Tuesday, April 15, 2014

In the Next Life, Canto I, stanzas 1-19 revised

Jeff has taken it upon himself to record the first 19 stanzas of In the Next Life while playing his guitar and posted his recording on the internet. I am not entirely comfortable with being billed as a songwriter, particularly of a piece that alternates between ear-jarring chords and bouncy pop music, but he assures me that it will garner more attention to my work, and if it fails at that, I suppose it has done no harm. In any case, while working with him on this project I made some small changes to these stanzas, so I'll republish them:


CANTO I: THE CREATION

In which several concerned persons undertake to save the world by exploiting its impending destruction, and a sort of robot is employed to this purpose, being designed to carry people in hostile environments for extended periods.

Do you ever get the feeling that ‘free will’ is a joke?
—The Book of the Subgenius, Chapter 0


I watched a pair of cardinals today.
The hen and cock were never far apart.
They always stay together, experts say.
I must confess a warming of my heart.

Now, any male chimpanzee, so I’ve heard,
obtains what sex he can without regard
for whom he had before, unlike the bird
who, with his mate, brings cheer to my back yard.

So why is it that I do not possess
the nature of our closer relative?
I envy his uncurbed licentiousness,
and yet I’m like the finch in how I live.

Not only do I act that way; I’m proud
to be devoted to my only bride.
Fidelity is what we say aloud.
A lapse therein is something we must hide.

If like a chimp, I’d be so much more free.
With women I would share no more than fun.
I would not take responsibility
for what might happen after I am done.

Chimpanzees, one might say, don’t have our brains.
They haven’t near as much to learn, at least.
A mother ape, by instinct, merely trains
her young to gather food, just like a beast.

Our aptitudes increase as knowledge grows.
We gain a big advantage when we’re taught.
We think, invent, establish, and propose.
That extra parent’s handy, is he not?

Okay, that’s fine so far: We’ll say a dad’s
behavior is adaptive; that’s resolved.
But not too long ago, all men were cads.
How rapidly have families evolved?

Besides, if fatherhood were ours innate,
then men not brought up right would still behave
a lot more like the rest, whose chosen fate
is kin to volunteering as a slave.

That’s not to say, I should point out, that men
are under women’s orders.

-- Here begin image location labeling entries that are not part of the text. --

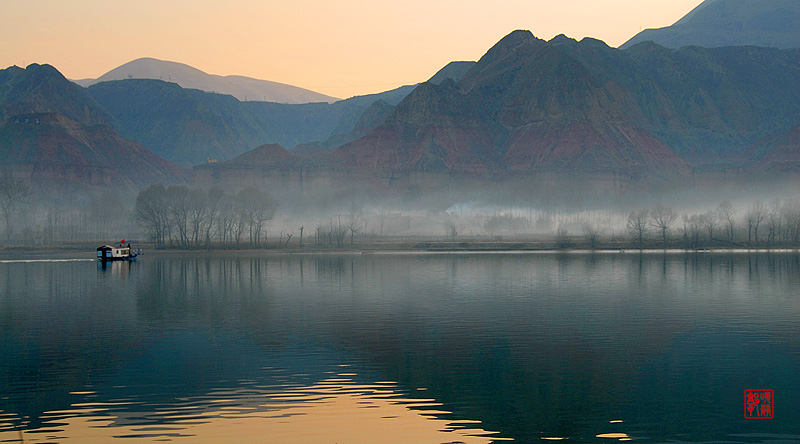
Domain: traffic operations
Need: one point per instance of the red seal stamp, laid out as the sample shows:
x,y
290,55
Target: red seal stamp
x,y
759,404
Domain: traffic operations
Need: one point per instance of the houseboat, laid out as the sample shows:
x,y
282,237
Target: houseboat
x,y
119,253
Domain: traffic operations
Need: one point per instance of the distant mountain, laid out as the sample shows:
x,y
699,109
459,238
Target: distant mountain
x,y
191,127
565,107
57,137
453,70
377,113
717,23
243,88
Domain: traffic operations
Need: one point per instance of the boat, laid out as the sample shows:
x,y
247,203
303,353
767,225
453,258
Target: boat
x,y
117,253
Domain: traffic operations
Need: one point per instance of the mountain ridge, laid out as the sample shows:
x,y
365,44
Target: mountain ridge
x,y
718,23
189,77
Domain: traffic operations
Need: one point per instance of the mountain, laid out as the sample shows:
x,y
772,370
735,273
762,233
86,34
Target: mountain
x,y
243,88
717,23
191,127
565,107
377,113
453,70
56,137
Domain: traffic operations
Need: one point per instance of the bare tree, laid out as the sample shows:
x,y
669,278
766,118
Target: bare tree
x,y
774,219
592,234
355,218
13,198
178,205
710,221
214,200
694,228
637,225
727,214
662,218
791,217
753,217
562,237
258,208
151,211
451,229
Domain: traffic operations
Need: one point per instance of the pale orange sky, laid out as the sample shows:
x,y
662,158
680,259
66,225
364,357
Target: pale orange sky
x,y
341,48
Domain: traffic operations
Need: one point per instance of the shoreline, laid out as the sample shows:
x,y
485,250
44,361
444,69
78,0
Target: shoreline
x,y
87,250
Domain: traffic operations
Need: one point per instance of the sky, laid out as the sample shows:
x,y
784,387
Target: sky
x,y
340,48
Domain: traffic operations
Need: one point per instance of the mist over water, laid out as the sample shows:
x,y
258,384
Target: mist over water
x,y
657,346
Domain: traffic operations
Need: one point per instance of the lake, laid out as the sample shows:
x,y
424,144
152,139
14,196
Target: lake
x,y
400,348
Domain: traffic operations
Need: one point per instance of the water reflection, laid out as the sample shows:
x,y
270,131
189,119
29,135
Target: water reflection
x,y
337,409
534,346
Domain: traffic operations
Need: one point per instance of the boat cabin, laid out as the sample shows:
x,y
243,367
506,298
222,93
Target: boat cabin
x,y
109,253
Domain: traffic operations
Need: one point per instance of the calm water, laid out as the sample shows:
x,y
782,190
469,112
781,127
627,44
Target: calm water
x,y
401,348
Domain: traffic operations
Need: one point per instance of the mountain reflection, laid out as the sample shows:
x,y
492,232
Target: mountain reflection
x,y
534,346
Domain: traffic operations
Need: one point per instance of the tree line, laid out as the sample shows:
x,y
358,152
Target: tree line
x,y
179,216
774,224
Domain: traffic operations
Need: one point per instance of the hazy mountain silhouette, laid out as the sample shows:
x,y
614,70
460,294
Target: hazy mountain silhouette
x,y
190,127
717,23
530,106
243,88
54,134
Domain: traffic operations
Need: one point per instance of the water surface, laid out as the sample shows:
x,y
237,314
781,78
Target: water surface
x,y
433,348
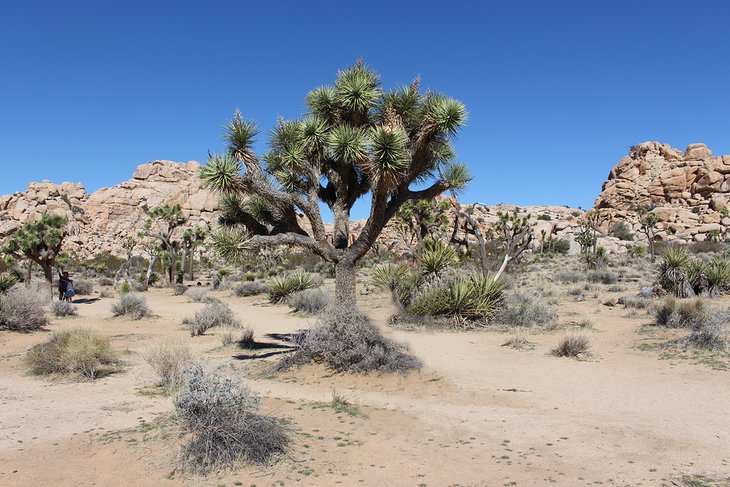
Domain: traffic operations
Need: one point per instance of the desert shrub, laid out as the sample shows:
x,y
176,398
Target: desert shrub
x,y
197,294
572,346
310,300
680,313
23,309
711,333
471,298
79,351
250,289
525,309
130,305
213,314
7,281
179,289
570,277
389,276
281,287
560,246
346,341
168,360
604,277
106,281
673,276
83,287
61,309
621,231
226,430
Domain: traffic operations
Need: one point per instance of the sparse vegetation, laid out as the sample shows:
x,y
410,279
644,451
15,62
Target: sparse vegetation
x,y
131,305
23,309
309,301
283,286
83,352
525,309
346,341
62,309
574,346
169,360
250,289
213,314
226,430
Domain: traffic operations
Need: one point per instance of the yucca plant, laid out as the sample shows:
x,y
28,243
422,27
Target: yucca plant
x,y
356,138
281,287
717,275
7,281
436,257
673,276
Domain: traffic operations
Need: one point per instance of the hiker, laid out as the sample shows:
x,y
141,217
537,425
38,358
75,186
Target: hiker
x,y
63,279
69,294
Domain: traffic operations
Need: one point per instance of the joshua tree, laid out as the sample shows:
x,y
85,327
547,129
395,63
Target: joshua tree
x,y
648,221
191,239
161,226
423,219
355,139
40,242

That’s too far.
It just seems rather self-defeating when
considering what our genetics are.

Could modified selection be the key?
Some values might have made their holders act
in ways that gave the holders’ progeny
a start in life that other children lacked.

Let’s take a value, then, down to its core.
What mechanism causes one to feel
that some things rate, and others even more?
Could it be tangible? Could it be real?

Well, if it is, we’d find it in our heads—
arrangements of the nerve cells, things like that—
a pattern that repeats, with varied threads,
depending on the neural habitat.

A pattern that’s translated into speech
or other media the pattern finds.
And as we argue, entertain, and teach,
we spread these patterns to each other’s minds.

What are these minds thus modeled by these molds?
They’re parts of organisms that have grown
from blueprints. Who wrote them? Who drew the folds
through which words pass as we play Telephone?

Some scientists are now describing genes
as patterns that maintain themselves through time
by changing raw materials to machines
that pass them on—a useful paradigm.

There might be meta-players at that game,
as certain kinds of thinking have been thought
to use the human mind to stay the same.
Perhaps this is the “is” that makes the “ought”.

I’ll leave it up to greater minds than mine
to tell us why our genes cooperate.
We’d have to view the whole ancestral line.
That’s more than I can handle at this date.

So, what I’d like to do today instead
is follow one of these things for a while
and see the possibilities ahead.
We’ll skip the past and turn another dial.